In questa Sezione si definiscono le varie procedure che gli Enti pubblici dovranno rispettare al fine di conferire i propri dati in formato aperto nel Portale Open Data Veneto, conformi a quanto previsto da AgID e da un importante framework di riferimento, di cui in seguito.

L’iniziativa di pubblicare i dati in formato aperto richiede la consapevole adesione ed il pieno coinvolgimento da parte degli Enti pubblici e dei loro organi direzionali, poiché l’apertura dei dati è non solo adempimento, ma anche opportunità di instaurare un nuovo rapporto con il territorio e la società civile, al fine di stimolare la crescita economica del territorio e, quindi, la creazione di nuovi servizi e prodotti.

Perciò, ogni struttura organizzativa è chiamata non solo al conferimento dei propri dati, ma alla definizione di una vera e propria “Strategia Open Data”, che stimoli la produzione di dati di qualità e il loro riutilizzo, a fini sociali e anche commerciali. Per questo motivo, la gestione dei dati aperti necessita di chiare linee di indirizzo e coordinamento.

Al fine di guidare gli Enti al conferimento dei propri dataset alla Regione del Veneto, vengono di seguito descritte le quattro fasi che, ordinate e collegate tra loro, costituiscono il modello di riferimento per la gestione e lo sviluppo continuo del patrimonio informativo di un Ente.

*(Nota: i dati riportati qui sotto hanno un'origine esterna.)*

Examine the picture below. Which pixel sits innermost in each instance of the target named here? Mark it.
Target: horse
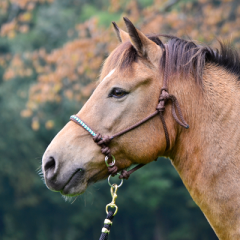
(205, 81)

Tale framework si rifà a quello descritto nel documento Open Data Management Cycle per la Gestione degli Open Data (2013) ed è derivato dal modello PDCA (Plan, Do, Act, Check), o ciclo di Deming, un metodo di gestione iterativo per il controllo e il miglioramento continuo di processi complessi. Applicando il modello PDCA agli Open Data, le quattro fasi del ciclo diventano:

  1. Identificazione
  2. Analisi
  3. Pubblicazione
  4. Monitoraggio e mantenimento

 

 

Il framework adottato dalla Regione del Veneto si discosta da quanto descritto in Open Data Management Cycle per la Gestione degli Open Data (2013), poiché ritenuto dettagliato in misura superiore rispetto alle esigenze della Direzione ICT e Agenda Digitale e soprattutto degli Enti conferitori dei dati, necessitanti di semplificazione, flessibilità e maggior libertà, in virtù delle loro dimensioni e risorse. 

Per seguire la quattro fasi per la gestione continua e ottimale dei dati aperti l’Ente non dovrà dotarsi di nuove funzioni organizzative, ma solo di competenze e risorse già esistenti.